Cheap labour producing goods for the native population at low costs should increase your standard of living, no? It makes the products you buy cheaper.

By your logic, if you were the only person in the country, you'd live like a king.


Replies

sapphicsnailyesterday at 9:47 PM

Companies are importing labor so they can avoid pay competitive wages to native workers. If you need to hire people from other countries they should have the same pay and protections as everyone else.

theandrewbaileyyesterday at 11:14 PM

Cheaper goods in exchange for losing your well-paying job is an awful deal for the one who lost the job.

locaotoday at 12:27 AM

Tbf, if I was the only person in the country, no one would stop me of being the actual king.

toasty228yesterday at 9:37 PM

That's way too naive, prices never go down, the owner pockets the difference, you pay the same, and once they come to your industry you have more competition

skippyboxedheroyesterday at 10:02 PM

By your logic, slavery was one of the finest economic policies. Cheap labour, how about free labour? Have we thought of that? Everything would just be free.

In the real world, the evidence is obvious: average productivity/wages drop, incentive to invest in labour-saving technology disappears, and you get multiple decades of stagnation. Every country which had unlimited, unfree labour has had decades of slow growth as a result.
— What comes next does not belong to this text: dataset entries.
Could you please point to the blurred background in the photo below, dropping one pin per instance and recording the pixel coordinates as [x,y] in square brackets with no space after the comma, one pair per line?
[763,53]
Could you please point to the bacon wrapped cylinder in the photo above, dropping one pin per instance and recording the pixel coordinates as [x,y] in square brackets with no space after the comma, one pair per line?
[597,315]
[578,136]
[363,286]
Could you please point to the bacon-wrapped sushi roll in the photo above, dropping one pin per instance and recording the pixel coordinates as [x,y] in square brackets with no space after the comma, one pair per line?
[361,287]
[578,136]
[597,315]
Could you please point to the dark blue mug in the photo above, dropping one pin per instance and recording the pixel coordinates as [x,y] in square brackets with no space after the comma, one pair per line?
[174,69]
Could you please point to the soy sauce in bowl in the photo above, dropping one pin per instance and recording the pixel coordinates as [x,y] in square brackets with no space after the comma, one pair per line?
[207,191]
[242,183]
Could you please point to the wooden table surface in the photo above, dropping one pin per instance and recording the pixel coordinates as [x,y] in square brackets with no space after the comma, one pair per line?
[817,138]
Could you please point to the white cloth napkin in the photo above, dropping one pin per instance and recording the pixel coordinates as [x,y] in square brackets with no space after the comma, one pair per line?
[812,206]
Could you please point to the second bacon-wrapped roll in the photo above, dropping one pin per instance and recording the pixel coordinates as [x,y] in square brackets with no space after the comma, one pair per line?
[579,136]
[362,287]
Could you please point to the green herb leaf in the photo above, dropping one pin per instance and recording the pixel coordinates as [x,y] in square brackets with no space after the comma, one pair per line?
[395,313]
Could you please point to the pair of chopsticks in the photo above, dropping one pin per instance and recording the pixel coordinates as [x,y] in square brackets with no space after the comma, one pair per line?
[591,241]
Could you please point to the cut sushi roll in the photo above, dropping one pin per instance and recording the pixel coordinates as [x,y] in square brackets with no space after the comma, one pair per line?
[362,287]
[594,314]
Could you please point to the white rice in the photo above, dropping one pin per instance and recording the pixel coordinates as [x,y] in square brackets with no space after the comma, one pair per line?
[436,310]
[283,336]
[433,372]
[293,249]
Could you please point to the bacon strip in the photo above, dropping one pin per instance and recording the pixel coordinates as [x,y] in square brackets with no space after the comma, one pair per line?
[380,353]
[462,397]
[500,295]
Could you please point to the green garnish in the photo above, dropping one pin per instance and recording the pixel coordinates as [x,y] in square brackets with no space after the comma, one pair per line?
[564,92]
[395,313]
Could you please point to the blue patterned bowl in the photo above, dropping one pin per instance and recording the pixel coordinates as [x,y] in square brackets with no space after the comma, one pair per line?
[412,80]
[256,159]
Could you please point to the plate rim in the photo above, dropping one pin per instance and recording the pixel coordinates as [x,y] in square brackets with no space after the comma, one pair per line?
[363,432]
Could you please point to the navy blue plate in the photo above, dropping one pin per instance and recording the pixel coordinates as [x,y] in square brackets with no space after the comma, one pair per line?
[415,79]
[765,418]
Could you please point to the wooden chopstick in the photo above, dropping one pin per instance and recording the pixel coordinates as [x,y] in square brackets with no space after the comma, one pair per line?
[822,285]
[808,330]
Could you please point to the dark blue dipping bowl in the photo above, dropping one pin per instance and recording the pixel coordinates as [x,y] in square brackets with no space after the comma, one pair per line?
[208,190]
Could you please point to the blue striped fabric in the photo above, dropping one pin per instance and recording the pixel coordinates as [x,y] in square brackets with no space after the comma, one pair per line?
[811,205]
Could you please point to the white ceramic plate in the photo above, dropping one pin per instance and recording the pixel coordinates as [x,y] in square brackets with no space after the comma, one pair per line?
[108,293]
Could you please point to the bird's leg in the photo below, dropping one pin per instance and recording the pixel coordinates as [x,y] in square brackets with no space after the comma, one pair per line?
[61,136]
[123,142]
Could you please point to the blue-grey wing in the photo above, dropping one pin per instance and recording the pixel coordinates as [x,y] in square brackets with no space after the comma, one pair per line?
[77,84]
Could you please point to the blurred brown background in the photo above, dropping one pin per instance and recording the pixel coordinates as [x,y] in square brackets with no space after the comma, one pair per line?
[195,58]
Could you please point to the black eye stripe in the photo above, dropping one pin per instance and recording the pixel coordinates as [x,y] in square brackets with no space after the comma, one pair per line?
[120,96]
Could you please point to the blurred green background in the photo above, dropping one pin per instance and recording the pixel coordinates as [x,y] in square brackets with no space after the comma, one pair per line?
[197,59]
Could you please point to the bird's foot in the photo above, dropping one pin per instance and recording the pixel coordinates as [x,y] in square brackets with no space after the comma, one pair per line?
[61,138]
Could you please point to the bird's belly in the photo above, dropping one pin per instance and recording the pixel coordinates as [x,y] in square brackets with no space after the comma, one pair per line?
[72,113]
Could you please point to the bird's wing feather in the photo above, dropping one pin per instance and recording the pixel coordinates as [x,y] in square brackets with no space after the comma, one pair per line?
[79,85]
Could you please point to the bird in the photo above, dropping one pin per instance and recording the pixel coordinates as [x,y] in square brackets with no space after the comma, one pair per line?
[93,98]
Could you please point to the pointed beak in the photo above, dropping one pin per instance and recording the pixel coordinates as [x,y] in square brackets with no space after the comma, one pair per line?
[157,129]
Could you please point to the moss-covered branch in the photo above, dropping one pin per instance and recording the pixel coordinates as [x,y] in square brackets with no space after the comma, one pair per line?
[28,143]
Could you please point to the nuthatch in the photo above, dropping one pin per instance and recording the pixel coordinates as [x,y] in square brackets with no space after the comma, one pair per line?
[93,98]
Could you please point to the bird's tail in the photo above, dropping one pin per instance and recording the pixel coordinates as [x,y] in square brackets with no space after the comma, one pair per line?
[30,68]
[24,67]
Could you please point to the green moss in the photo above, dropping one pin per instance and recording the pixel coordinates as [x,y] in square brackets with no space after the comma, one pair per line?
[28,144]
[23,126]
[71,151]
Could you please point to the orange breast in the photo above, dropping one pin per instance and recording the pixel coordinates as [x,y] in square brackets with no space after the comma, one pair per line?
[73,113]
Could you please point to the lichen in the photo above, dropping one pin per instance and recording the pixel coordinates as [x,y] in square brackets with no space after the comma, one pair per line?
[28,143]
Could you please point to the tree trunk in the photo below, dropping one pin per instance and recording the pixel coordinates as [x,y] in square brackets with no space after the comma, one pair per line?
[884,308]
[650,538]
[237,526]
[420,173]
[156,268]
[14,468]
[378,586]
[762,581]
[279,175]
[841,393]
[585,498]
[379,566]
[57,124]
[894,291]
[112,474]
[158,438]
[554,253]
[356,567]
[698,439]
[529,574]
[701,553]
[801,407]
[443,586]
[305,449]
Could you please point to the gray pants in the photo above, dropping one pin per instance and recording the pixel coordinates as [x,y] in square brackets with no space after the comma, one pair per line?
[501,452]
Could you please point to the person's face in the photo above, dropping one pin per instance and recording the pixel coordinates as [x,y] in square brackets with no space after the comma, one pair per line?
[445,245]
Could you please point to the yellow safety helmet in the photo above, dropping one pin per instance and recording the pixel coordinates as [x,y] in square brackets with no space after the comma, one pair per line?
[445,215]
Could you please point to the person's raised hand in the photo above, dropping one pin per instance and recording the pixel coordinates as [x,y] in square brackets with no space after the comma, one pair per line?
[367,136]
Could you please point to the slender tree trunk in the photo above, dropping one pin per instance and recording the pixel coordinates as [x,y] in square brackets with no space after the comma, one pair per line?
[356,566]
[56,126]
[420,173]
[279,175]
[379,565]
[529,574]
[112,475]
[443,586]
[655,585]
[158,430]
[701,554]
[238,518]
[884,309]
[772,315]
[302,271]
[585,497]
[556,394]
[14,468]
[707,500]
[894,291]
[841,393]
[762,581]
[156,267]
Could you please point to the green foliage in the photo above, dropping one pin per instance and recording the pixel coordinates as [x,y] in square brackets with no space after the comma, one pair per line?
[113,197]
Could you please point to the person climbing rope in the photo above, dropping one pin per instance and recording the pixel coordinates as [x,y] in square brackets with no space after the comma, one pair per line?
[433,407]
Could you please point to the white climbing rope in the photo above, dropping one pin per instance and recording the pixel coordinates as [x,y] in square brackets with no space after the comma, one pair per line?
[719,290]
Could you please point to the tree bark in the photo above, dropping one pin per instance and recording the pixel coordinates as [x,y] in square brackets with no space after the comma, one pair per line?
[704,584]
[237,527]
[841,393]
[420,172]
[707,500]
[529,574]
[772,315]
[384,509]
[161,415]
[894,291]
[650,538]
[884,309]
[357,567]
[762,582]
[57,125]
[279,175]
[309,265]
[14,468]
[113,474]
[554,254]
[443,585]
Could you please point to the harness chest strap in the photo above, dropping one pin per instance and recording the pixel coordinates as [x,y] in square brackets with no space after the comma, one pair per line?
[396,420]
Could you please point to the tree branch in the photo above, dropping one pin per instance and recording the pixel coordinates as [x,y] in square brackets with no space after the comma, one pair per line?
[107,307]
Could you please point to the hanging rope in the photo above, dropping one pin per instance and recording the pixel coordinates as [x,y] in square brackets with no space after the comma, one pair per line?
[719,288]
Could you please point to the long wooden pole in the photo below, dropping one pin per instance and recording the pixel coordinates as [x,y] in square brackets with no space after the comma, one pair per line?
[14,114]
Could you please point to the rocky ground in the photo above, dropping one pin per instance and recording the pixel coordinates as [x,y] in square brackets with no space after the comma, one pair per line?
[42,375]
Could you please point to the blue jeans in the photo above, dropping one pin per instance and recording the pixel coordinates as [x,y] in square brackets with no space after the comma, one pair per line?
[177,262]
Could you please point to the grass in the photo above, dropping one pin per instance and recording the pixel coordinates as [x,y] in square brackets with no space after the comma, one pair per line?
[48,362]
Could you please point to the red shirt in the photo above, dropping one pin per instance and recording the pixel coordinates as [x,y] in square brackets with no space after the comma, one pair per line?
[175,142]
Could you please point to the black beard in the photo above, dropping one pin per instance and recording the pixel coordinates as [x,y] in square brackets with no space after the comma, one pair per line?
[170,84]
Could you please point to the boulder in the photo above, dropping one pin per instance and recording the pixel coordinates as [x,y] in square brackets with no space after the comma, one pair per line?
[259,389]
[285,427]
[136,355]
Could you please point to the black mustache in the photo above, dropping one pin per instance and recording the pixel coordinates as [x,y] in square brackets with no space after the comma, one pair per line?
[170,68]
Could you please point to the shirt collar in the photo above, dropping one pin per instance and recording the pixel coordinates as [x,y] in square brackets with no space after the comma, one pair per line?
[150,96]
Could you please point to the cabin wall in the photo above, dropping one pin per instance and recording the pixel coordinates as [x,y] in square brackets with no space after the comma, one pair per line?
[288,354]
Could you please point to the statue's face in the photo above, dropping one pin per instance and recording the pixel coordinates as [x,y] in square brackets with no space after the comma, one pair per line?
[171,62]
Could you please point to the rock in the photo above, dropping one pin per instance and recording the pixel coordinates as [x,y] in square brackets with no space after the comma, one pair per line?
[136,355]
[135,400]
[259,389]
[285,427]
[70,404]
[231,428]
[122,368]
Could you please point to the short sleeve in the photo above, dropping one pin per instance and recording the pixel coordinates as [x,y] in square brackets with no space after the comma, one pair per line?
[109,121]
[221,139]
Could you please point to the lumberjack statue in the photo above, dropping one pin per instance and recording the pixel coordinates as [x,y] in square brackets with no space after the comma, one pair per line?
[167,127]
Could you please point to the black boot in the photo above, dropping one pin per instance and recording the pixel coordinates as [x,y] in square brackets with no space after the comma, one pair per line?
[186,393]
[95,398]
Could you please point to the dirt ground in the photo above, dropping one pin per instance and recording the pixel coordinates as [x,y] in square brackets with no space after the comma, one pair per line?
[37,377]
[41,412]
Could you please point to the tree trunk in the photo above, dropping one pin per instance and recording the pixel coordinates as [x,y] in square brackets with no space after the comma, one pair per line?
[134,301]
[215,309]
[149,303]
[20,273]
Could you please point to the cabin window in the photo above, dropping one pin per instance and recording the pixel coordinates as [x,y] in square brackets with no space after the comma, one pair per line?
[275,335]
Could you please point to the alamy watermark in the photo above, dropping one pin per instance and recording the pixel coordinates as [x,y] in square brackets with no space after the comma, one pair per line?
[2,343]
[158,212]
Income growth in the working age population in the US since 1990 has been about the same as Japan, a country which is widely regarded as on the verge of economic collapse. US per capita income is probably 20-30% lower than it would be with first-order effects from immigration, likely much more with second order effects. Under any other circumstances with economic policy elsewhere, the US economy would be growing 7%/year now (and ofc, the answer for Japan's ills is apparently, you guessed, lots of immigration).

China is seeing secular reductions in production costs because of capital investment, not low wages. The peculiarly statist notion of American capitalists that the route to economic supremacy was large numbers of illiterate Guatemalans should go down as not only an economic failure but a moral one (equally of H1B).